Besides variety, vibe and youth, he adds, the opportunity for tea among Gen Z comes from its alignment with two megatrends: health (tea has many proven health benefits, including high levels of polyphenols and flavonoids, which benefit the heart) and sustainability (tea it involves very little processing and is very light, so it has a small footprint compared to the environment).

He says: “Gen Z are still not regular tea drinkers, but they care about those things more than any other generation. “It’s something we should be very excited about as an industry. It is our mission as the world’s largest tea company to help people rediscover tea, in whatever way suits their needs. There’s no reason why it can’t be better than coffee.”

Diversity and internationalization

Teas advertised for their health benefits have become the top performers in the category in recent years, according to Mintel’s Soininen, with 19% of new launches in the UK having some sort of ‘functional’ claim, many related to reducing stress or improving sleep.

“Tea is the ultimate elixir. It can get you out of bed. There can be negotiation. Or for some people it’s what they have before they go to sleep.”

Ben Newbury

Lipton’s Pukka brand, which specializes in herbal teas, has spread from the UK to the rest of the world, with Yorkshire recently launching herbal decaf, and Yorkshire Tea Kombucha.

Beyond reaching Gen Z, it’s part of a broader trend toward product differentiation, as businesses create tea products or brands to meet different needs—whether for different groups, needs or times of day.

“Tea is the ultimate elixir. It can get you out of bed. There can be negotiation. Or for some people it’s what they have before they go to sleep,” said Newbury.

Reflecting this need to hit multiple bases, Yorkshire is part of a group that includes specialty tea business Taylors of Harrogate, as well as Taylor’s Coffee and Betty’s Tea Rooms. Lipton’s portfolio, on the other hand, includes its eponymous brand (sold in over 150 countries) and PG Tips, Pukka, Tazo teas with fruits and spices, and the T2 blend of premium teas with fine tea-ware , aimed at luxury gifting. the market.

Another strategy is to diversify outside of Britain. After all, unlike the UK the global domestic tea market—worth $127 billion by 2024, according to Statista—is growing, with a compound annual growth rate of 6%.

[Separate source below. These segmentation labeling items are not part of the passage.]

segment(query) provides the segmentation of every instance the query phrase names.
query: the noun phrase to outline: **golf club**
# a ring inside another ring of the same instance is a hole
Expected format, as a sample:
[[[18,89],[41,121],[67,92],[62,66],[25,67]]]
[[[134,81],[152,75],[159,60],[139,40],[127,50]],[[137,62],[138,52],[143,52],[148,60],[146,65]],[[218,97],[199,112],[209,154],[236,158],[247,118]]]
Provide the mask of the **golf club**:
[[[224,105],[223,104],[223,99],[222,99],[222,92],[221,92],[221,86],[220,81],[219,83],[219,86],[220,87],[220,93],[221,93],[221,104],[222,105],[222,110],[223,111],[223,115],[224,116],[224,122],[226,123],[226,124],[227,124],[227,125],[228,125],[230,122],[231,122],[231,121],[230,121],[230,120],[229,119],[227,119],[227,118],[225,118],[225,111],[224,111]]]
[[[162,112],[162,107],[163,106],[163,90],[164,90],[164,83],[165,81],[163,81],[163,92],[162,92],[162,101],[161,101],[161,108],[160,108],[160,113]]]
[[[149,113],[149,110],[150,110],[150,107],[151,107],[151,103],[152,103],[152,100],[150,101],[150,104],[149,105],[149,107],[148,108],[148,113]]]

Lipton did this a long time ago. Now based in the Netherlands, its Glasgow-based flagship brand is no longer sold in the UK but the family-run Yorkshire is also focusing on sales in growth markets abroad. “They’re making lattes with Yorkshire Gold in some parts of China,” notes Newbury.

British tea culture still has cachet around the world, and still means something at home. What will it be, i the afternoon drink, and the foundation of civilization? It’s impossible. Orwell’s time has passed, for better or for worse.

But can it survive and start growing again? Yes. Like anything else, it evolves, and it’s the businesses that recognize this and evolve with it that will ultimately succeed.